It begins in the dark of day. It begins with the turn of a key, a familiar road. The commute, the commute of years, begins without fanfare, without manifesto.
It begins at dawn. Two sisters ride side by side on cold leather seats; sisters sharing the ride to work. The car is a convertible for tooling the English countryside, not for tearing over the back roads of Ohio. The car is an MGA, a car from a time before seat belts, before safety glass.
The sisters are wrapped in scarves, coat collars turned up against the wind. If they had known they looked like Grace Kelly in a romantic movie of the 50s they would have worn big white sunglasses, too. But they ride in silence, tearing over Ohio roads, speeding fast so the spring sleet will hit the windscreen and not their faces.

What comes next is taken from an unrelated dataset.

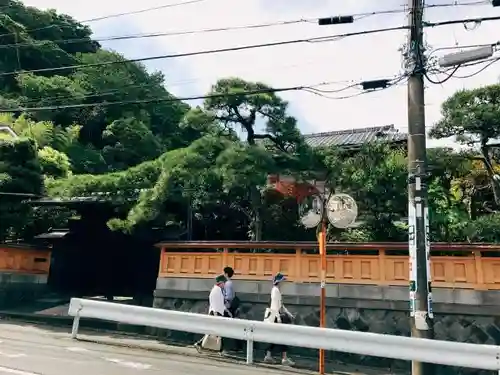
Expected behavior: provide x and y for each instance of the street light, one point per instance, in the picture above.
(338, 20)
(317, 210)
(458, 58)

They are commuting to a factory where young women sit at long tables and dip wires into solvent and burn buttons of tin onto circuit boards. The factory girls make things that go into boxes that go into trucks that go to stores. The sisters work at this factory.
Each of the sisters has a loved a boy. Each has loved and lost. Sadly, the loss does not unite them. Sadly, they ride in silence, each sitting in judgment of the other.
Instead of words between them, a gale roars. Later, years later, one of them will remember the morning and wish she had reached out a hand to steady the steering wheel for her sister. She will wish she had held onto the wheel so her sister could slip on a glove against the cold.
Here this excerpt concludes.